Kyrie hoping for early-to-mid-30s retirement

NBA

ATLANTA — When the Boston Celtics face the Atlanta Hawks at State Farm Arena Friday night, they’ll become the latest team to see Hawks forward Vince Carter still serving as an effective role player despite him rapidly approaching his 42nd birthday.

According to Celtics guard Kyrie Irving, though, his career won’t be lasting anywhere near that long.

“No, no,” Irving said with a smile before the Celtics held morning shootaround ahead of the game. “Once I’m done with this, hopefully in my early to mid-30s, I’m done with this.”

Carter surpassed the 25,000-point barrier in Wednesday’s loss to the Toronto Raptors. Irving, 26, passed the 10,000-point barrier last Friday, also against Toronto, back in Boston. But he said his rationale behind wanting to be done with his career far sooner than Carter is not because of a lack of desire to play basketball for that long, but because of all that comes with life as an NBA star away from the court.

“I love basketball itself,” Irving said. “But everything that comes with it? It doesn’t really matter to me, in terms of my life. I enjoy the game, I enjoy being with my teammates, playing every single day.

“Being an NBA player, this is a dream I’ve had since I was a kid. I think everything else that comes with it doesn’t hold the same stature it once did.

“But I enjoy it, though, I love this game.”

He added that he would like people looking in at him and other players from the outside to appreciate the amount of work and effort they put into perfecting their craft, and some of the stress that creates.

“I would say, I don’t want to go into major detail, but I would just say I wish there was sometimes more empathy in terms of what we’ve committed ourselves to doing every single day. Putting our bodies on the line, understanding kind of the mental strain you put on just trying to be great every single day, and just literally putting the ball in the hoop better than you did yesterday.

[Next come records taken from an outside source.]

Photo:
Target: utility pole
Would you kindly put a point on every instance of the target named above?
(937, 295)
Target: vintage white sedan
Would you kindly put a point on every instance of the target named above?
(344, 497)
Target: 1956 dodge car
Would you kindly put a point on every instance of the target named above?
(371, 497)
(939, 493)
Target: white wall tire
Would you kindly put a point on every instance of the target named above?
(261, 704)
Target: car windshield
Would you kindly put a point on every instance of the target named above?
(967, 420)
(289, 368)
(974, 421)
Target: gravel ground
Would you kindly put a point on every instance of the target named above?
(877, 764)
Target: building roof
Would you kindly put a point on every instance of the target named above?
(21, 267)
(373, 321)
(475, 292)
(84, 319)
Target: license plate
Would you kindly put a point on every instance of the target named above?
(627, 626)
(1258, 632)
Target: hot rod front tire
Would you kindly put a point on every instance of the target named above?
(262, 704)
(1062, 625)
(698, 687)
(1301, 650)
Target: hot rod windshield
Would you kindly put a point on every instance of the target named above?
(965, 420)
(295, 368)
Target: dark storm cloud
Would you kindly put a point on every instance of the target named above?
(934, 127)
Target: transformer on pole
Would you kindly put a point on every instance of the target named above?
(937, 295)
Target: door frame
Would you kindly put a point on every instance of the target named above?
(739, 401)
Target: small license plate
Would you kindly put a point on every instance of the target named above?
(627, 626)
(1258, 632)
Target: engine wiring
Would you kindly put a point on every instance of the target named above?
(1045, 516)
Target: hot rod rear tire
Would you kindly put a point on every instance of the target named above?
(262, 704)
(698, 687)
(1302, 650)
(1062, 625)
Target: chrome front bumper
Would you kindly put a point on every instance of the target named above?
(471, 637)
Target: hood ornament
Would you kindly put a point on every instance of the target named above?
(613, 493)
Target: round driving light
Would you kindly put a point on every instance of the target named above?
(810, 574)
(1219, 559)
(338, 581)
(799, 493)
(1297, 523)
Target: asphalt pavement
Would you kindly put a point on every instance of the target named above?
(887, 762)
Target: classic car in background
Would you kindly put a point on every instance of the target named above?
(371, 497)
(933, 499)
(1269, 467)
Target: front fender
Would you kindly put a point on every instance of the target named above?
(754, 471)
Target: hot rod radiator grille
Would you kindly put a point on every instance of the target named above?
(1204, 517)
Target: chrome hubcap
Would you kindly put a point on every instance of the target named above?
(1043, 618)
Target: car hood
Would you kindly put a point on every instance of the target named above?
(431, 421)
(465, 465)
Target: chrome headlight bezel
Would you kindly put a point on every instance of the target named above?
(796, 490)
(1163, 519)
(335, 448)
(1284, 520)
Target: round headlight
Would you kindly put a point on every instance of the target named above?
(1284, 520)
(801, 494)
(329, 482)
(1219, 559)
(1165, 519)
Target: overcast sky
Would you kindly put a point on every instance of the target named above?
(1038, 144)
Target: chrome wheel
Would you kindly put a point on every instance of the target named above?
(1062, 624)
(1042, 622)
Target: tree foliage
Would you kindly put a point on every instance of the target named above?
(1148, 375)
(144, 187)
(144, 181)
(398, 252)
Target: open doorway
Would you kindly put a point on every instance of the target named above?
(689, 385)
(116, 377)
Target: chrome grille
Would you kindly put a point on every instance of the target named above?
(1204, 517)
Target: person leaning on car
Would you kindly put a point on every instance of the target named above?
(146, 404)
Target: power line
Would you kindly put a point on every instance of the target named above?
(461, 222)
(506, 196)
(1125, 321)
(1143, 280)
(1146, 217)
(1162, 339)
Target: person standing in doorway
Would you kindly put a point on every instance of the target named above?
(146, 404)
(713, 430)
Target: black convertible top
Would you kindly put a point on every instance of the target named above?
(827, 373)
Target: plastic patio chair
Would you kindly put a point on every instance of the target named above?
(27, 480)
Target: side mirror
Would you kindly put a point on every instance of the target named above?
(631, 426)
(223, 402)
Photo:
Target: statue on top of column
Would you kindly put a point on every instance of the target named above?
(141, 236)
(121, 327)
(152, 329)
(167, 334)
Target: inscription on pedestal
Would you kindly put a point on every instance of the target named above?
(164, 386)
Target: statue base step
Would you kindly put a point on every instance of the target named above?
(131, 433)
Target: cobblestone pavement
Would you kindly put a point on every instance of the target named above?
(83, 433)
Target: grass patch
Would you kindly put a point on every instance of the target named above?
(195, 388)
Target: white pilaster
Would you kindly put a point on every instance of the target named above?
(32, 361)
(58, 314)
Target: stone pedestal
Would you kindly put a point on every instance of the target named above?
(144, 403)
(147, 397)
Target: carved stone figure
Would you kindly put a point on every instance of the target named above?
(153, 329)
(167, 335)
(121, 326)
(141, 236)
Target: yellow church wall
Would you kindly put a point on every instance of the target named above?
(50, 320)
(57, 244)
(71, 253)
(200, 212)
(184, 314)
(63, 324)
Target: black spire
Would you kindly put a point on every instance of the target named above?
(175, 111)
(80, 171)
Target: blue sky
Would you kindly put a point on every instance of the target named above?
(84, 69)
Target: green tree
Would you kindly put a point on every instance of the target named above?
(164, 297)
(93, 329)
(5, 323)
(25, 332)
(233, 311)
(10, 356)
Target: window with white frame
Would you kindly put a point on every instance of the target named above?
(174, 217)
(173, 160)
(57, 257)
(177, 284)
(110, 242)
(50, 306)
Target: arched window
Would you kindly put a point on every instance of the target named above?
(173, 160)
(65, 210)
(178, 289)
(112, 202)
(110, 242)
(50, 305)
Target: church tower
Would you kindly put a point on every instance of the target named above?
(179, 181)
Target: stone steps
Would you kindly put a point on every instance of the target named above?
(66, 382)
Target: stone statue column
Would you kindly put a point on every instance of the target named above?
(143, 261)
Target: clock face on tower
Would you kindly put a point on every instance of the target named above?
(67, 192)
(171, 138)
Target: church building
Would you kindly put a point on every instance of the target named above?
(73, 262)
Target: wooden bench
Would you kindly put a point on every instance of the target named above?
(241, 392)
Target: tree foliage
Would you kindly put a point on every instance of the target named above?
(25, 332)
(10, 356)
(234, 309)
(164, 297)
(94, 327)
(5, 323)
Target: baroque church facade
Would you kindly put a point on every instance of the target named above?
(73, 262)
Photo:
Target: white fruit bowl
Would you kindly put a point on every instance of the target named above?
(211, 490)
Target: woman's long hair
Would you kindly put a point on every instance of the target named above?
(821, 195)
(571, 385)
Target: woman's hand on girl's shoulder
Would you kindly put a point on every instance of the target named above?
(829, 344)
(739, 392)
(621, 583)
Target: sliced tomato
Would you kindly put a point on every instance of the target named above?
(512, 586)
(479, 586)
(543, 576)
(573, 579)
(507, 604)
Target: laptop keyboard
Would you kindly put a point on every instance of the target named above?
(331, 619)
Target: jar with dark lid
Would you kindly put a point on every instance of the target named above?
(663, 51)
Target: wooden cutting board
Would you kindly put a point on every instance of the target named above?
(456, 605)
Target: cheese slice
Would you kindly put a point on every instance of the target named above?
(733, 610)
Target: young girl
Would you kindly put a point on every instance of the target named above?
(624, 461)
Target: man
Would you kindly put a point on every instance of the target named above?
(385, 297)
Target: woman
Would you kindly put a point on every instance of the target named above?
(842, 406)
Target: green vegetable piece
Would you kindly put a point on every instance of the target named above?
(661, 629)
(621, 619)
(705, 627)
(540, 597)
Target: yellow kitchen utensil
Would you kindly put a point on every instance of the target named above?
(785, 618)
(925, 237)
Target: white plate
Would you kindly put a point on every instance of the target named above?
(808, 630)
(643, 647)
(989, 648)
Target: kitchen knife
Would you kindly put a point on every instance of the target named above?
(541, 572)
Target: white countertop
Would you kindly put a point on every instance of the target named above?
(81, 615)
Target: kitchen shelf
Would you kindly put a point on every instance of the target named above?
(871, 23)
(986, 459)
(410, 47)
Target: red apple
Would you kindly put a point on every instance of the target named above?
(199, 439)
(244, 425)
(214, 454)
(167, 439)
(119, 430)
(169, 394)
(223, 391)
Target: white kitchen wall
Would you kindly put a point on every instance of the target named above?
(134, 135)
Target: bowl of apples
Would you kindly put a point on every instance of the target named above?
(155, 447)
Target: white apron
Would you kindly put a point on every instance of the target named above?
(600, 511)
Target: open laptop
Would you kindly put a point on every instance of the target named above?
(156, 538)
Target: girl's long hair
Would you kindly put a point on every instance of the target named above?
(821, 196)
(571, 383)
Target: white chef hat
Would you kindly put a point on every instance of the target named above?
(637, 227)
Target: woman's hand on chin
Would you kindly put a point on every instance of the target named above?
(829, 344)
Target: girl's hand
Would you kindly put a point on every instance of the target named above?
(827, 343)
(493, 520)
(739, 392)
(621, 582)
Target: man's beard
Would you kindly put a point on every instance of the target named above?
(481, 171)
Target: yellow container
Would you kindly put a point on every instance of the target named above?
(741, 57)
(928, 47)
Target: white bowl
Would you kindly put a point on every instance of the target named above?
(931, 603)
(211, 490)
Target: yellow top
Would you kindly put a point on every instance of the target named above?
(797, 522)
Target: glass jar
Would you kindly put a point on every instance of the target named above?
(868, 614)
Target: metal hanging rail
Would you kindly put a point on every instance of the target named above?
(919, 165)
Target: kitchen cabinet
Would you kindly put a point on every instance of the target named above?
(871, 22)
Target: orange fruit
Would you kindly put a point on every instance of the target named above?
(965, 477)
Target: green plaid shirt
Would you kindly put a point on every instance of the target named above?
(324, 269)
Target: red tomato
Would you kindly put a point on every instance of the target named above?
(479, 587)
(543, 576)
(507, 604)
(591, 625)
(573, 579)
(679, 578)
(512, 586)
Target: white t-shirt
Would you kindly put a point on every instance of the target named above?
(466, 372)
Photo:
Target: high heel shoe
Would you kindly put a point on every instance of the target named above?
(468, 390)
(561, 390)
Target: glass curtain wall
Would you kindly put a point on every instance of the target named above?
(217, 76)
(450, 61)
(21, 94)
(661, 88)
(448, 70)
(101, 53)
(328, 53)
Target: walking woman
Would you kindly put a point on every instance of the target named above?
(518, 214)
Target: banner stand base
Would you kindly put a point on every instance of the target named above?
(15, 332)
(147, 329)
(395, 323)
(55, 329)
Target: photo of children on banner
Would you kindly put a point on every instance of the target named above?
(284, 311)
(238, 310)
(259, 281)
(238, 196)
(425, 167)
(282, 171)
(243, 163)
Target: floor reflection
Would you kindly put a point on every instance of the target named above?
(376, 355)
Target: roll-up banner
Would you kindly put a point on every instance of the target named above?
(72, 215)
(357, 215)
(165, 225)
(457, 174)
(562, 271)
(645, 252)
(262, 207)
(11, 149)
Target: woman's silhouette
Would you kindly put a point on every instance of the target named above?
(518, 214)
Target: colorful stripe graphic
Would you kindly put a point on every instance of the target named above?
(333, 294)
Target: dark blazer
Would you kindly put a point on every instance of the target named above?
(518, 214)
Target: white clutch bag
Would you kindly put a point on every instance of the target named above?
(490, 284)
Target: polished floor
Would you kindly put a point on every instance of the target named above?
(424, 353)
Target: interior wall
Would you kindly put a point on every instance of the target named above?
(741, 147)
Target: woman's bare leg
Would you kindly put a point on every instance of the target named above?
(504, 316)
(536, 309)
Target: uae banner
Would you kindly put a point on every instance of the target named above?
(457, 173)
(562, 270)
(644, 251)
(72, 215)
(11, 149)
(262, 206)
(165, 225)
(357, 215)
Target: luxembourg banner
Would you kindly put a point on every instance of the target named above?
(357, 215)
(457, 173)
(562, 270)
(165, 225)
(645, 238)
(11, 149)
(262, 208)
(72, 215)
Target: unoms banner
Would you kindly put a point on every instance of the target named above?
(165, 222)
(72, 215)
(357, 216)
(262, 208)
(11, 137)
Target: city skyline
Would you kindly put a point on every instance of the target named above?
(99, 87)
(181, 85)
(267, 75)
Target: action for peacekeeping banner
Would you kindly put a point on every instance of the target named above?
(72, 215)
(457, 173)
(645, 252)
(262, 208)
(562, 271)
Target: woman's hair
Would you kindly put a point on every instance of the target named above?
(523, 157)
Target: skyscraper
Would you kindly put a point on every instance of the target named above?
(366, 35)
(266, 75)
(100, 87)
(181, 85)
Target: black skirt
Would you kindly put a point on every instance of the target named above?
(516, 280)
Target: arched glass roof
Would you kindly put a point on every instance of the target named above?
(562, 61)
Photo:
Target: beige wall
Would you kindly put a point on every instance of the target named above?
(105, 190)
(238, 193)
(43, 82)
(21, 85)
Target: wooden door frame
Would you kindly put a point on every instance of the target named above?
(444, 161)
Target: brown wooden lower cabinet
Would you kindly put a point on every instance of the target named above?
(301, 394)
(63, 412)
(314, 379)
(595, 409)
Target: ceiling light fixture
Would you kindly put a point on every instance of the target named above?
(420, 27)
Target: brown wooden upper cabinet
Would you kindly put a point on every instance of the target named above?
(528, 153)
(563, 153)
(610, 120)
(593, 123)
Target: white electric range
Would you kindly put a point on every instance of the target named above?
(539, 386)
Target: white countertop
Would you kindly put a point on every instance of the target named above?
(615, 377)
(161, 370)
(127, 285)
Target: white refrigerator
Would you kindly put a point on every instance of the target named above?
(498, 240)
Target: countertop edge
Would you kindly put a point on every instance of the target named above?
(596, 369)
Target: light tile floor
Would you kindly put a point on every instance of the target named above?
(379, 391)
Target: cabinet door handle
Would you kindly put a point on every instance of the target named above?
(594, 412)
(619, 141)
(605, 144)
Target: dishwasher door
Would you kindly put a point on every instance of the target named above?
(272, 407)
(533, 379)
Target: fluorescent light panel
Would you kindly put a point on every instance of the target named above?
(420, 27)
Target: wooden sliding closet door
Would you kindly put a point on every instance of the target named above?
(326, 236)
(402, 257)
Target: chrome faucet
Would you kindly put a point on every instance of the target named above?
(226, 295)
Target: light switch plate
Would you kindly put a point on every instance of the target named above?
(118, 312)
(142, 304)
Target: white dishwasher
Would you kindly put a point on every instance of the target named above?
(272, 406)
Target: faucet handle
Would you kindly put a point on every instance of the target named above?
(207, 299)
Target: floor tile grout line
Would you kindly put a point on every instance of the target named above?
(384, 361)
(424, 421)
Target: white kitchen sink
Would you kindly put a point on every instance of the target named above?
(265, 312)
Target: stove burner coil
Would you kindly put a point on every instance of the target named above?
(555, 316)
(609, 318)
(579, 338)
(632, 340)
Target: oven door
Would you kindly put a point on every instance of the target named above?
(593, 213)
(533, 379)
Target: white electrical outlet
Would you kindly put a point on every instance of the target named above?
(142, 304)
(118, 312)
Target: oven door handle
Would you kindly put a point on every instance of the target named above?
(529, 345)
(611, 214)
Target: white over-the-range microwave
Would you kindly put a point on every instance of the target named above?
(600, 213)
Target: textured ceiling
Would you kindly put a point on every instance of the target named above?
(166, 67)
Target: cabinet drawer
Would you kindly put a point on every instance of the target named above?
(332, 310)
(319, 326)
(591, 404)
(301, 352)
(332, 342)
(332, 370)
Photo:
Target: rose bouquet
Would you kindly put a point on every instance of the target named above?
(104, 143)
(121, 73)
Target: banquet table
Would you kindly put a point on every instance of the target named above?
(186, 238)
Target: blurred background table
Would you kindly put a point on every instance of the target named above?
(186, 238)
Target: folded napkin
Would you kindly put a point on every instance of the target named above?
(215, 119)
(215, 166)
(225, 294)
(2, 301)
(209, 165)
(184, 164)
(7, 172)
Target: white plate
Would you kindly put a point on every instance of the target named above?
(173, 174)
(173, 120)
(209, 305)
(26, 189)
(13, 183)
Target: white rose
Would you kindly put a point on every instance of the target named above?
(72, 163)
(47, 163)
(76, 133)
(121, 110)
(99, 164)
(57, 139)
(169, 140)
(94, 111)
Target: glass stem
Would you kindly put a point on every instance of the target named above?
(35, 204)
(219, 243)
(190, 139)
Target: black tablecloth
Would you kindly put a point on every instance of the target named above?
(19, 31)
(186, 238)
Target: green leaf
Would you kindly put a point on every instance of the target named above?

It comes at a price, but it’s what we all signed up [for], and it’s a sacrifice I’m willing to take for as long as possible in order to win as many championships and be as successful as I can.

“I just think the material gain in it just doesn’t really matter to me anymore as much as it once did. The little things are just what make the game special. Coming every single day and playing with these guys, and still try to figure out what that challenge is to be better as a basketball player rather than like, ‘What’s my popularity like’ or ‘What branding could be done here?’ or something like that. That all comes, but I think the love of the game should always outshine everything else that comes with the NBA lifestyle.”

Irving also addressed saying “F— Thanksgiving” at the end of his interview session with reporters in Boston following Wednesday’s loss to the Knicks that dropped the Celtics to 9-9 this season.

Irving, whose mother was a member of the Standing Rock Sioux Tribe, was inducted into the tribe in a traditional Lakota naming ceremony back in August along with his sister, and given the name “Little Mountain.” He said his comment came from that history, but that he both doesn’t have any issue with others celebrating the holiday, and that it wasn’t the right way, or forum, for him to express that view in the manner he did.

“I think the realization of just the message that you want to send,” Irving said. “Obviously I don’t hold anybody in contempt or anything against them if they celebrate Thanksgiving or anything like that. [I] obviously allowed the frustrations after the game to fester into something that shouldn’t be said in a professional setting, no matter what my beliefs are in terms of Thanksgiving and where I come from.

“I don’t necessarily live in that hub as much anymore, in terms of what I say and the amount of attention it gets through social media and everywhere where it’s kind of popular. But I think the responsibility I have to make sure that the kids, as well as other adults and parents understand certain shouldn’t be said in that environment no matter what your beliefs are, and obviously I think knowing the backstory about where I come from, as well as where my family comes from, it’s warranted to say something like that, but as well as it shouldn’t be said like that, especially if kids are listening.

“So I wanted to issue an apology to that, just saying that, especially to a woman like that after the game … I don’t ever want to be in that position again.”